With his “On A Winter’s Night” program, Jim Brickman’s approach to the piano, his material and the Rockwell Hall audience was musically polished and professionally honed. The result was a pleasant seasonal concoction, a warm and cheerfully soothing thing. He bills himself, rather self-deprecatingly, as “America’s Romantic Piano Sensation,” but Brickman knows what demographic target he wants to hit and his success through the years gives proof that his aim is true.

There was a specific kind of musical virtuosity at work here, one leaning toward a comfortable level of excitement rather than raucous approval. The man knows how to deliver the goods that his listeners want to hear, and the results were spot-on as he and his musical guests (vocalist Anne Cochran and violinist Tracy Silverman) meshed old tunes with newer pieces in performances showcasing why he has won so many fans over the course of nearly two decades.

Brickman’s pleasant tunesmithing creates uplifting incidental music for his passionate admirers. Saturday night featured a smartly crafted, workmanlike performance that engaged his sizable audience with well-chosen pacing. When a tender ballad was needed, there it was, and when an up-tempo mood-changer was called for, the forces were marshaled for delivery.

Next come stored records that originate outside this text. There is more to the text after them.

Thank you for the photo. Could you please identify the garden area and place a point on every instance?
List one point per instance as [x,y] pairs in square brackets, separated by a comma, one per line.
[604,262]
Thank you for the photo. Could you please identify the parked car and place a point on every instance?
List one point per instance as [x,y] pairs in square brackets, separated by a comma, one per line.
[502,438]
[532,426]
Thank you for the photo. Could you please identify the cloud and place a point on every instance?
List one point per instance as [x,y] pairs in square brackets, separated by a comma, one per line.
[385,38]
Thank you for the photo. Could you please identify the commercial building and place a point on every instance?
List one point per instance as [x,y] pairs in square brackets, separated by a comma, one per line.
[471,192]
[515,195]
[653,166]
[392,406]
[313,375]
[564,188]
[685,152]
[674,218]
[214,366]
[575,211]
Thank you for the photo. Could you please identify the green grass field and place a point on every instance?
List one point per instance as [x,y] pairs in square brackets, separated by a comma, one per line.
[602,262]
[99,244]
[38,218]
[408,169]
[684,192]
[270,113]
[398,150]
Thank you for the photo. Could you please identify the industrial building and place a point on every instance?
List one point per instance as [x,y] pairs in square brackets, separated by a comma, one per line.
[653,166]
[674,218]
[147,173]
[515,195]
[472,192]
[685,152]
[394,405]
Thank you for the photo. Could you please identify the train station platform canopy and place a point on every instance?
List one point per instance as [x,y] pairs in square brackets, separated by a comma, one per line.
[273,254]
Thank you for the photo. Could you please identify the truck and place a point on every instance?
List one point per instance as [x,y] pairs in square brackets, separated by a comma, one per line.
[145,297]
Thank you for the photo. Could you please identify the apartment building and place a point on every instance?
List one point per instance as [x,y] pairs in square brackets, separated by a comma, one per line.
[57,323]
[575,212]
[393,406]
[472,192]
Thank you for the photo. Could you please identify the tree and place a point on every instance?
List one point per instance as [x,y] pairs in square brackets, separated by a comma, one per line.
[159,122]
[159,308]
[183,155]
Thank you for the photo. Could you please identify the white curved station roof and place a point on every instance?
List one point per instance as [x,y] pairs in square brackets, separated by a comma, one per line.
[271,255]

Songs like “On A Winter’s Night,” “Timeless” and “If You Believe” focused on Brickman’s singing and piano playing, but a fair amount of stage time was allotted to Cochran and Silverman, too. And, to be fair, the show would have been more of a one-note production if they weren’t able to carry their share of the load.

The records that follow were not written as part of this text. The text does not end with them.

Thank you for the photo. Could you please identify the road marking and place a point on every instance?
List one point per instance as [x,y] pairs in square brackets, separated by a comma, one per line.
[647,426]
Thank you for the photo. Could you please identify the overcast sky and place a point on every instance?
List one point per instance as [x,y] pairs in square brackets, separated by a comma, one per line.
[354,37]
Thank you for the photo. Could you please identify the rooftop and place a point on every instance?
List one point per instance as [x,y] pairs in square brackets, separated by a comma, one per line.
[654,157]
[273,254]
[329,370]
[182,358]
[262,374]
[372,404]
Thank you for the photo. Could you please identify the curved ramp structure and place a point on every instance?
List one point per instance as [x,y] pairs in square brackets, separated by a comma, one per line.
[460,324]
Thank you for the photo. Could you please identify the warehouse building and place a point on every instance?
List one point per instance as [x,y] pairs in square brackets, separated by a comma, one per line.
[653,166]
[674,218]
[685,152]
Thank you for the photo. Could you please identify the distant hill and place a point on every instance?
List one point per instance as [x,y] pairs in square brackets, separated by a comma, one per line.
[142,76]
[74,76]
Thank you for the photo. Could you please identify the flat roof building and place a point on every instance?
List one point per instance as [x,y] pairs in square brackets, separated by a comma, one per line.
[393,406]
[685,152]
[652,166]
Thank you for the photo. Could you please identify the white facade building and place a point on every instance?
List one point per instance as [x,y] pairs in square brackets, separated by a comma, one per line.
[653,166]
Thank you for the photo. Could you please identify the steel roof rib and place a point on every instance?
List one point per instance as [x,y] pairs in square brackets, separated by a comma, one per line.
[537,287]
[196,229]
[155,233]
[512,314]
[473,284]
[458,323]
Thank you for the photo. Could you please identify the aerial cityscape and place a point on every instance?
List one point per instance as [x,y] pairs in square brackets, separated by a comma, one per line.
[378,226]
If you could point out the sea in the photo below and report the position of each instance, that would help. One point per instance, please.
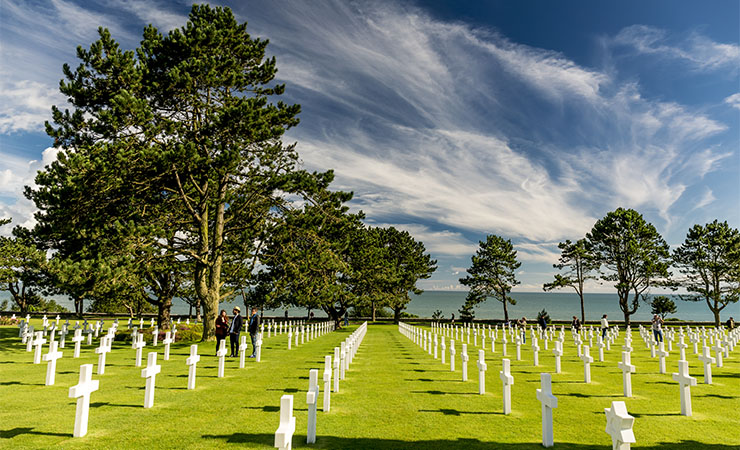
(559, 305)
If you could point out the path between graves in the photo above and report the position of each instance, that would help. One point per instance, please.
(392, 377)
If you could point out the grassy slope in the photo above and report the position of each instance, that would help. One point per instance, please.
(395, 396)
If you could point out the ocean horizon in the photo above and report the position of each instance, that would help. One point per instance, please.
(559, 305)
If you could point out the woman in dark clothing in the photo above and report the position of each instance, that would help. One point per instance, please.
(222, 328)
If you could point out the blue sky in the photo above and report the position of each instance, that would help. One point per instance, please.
(452, 119)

Cochran’s singing is solid and her comedic interplay with Brickman had the easy flow of friends who have known each other for decades – a fact in this case. Silverman played a six-string violin and ripped through a crowd-pleasing medley that slipped from “Smoke On the Water” to “Dreidel, Dreidel, Dreidel” and “Orange Blossom Special” with speed and power.

Adjectives like “personable” and “soothing” could easily be applied to Brickman and the overall production, but that would discount the logic and tautness with which everything proceeded. It was a bit like being in a sonic cocoon where goodness and light prevailed; there was just enough tension to hold the process together while delivering a musical respite from the hectic world outside.

This was not necessarily a bad thing, because these demonstrably happy concertgoers were satisfied with Brickman’s offerings but, as a whole, one would be hard-pressed to call the results intellectually stimulating. The music was almost an incidental part of the whole experience, an experience that would be just as at home on a Las Vegas or Branson stage as the music would be (as alluded to by Brickman in one point of the concert) in an airport bathroom or as an audio backdrop at a shopping mall.